WASHINGTON — Sen. Rand Paul (R-Ky.) fell short in a bid today to block the Trump administration’s mega-arms sale to Saudi Arabia.

Senators invoked the Arms Export Control Act of 1976 in the vote to disapprove the arms deal worth up to $350 billion over 10 years.

Sens. Dean Heller (R-Nev.), Todd Young (R-Ind.) and Mike Lee (R-Utah) stood with Paul, along with the majority of Democrats and both Independent senators.

Sens. Joe Donnelly (D-Ind.), Joe Manchin (D-W.Va.), Claire McCaskill (D-Mo.), Bill Nelson (D-Fla.) and Mark Warner (D-Va.) sided with the majority of Republicans in supporting the weapons sale.

“Today, a bipartisan group of senators took a stand against the escalating war Saudi Arabia is waging with Yemen,” Paul said after the vote. “This is just the beginning, and we will continue to take a stance against waging an undeclared war and fueling an arms race in the Middle East. I applaud those who voted with me to block this proposed arms sale, and I hope this sends a clear message to Saudi Arabia that the United States will not just stand by as they massacre their unarmed neighbors.”

“Despite this result, I am not going to lose interest & am not going to move on. We have a moral responsibility to help the people of Yemen,” tweeted Young.

Earlier on the Senate floor, Minority Leader Chuck Schumer (D-N.Y.) said he shared Paul’s “concerns about the Saudi military’s conduct and believe the sale of these weapons could encourage further bad behavior.”

“Second, and of equal concern to me, is that the Saudi government continues to aid and abet terrorism via its support and funding of schools that spread extremist Wahhabi propaganda. Saudi Arabia’s support for these Wahhabi madrassas goes back decades, and is responsible for much of the radicalization of Muslim youth in the Middle East and North Africa,” Schumer said. “In the past several months, we have witnessed lone wolf attacks in London, in Tehran, and elsewhere around the globe. Though the nature of terrorism has changed, many of the sources are the same. The propagation of Wahhabism — an extreme ideology — continues to fuel radicalism and terrorism around the globe. If we want to get serious about cracking down on terrorism, the United States should focus on countering the spread of Wahhabism.”

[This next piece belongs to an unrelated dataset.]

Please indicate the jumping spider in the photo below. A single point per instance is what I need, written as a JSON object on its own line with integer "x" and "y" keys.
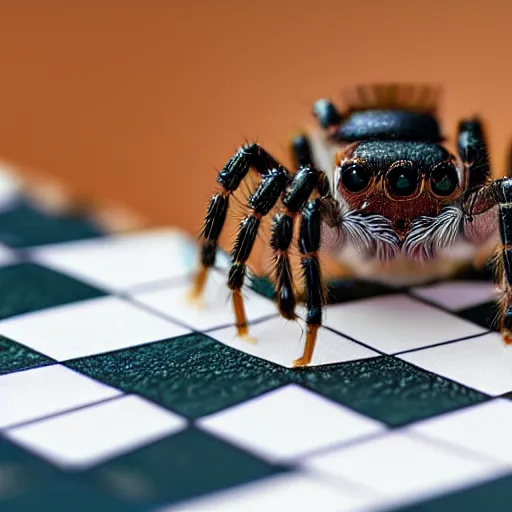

Schumer noted that the Trump administration “has not clearly articulated how the U.S. will put pressure on Saudi Arabia to end their support of Wahhabi schools, even as it claims President Trump’s recent visit to Riyadh was focused on curtailing terrorism in the Middle East.”

“Furthermore, the administration has not sufficiently ensured the Congress that these weapons won’t fall into the wrong hands,” he added.

Majority Leader Mitch McConnell (R-Ky.) argued that blocking the sale would send the wrong message to the region.

“As we know, some have raised the issue of Saudi conduct of that war, but blocking this arms sale will diminish Saudi capability to target with precision,” McConnell said of Yemen, emphasizing “part of the training provided to Saudi Arabia will be on subjects such as avoiding civilian casualties.”

Secretary of State Rex Tillerson met with Saudi Foreign Minister Adel Al-Jubeir in Washington today. Press secretary Heather Nauert said the two discussed “the regional developments, and the secretary reiterated the importance of deescalating the situation in the Gulf, and they reaffirmed that the need for constructive dialogue to resolve the dispute as quickly as possible.”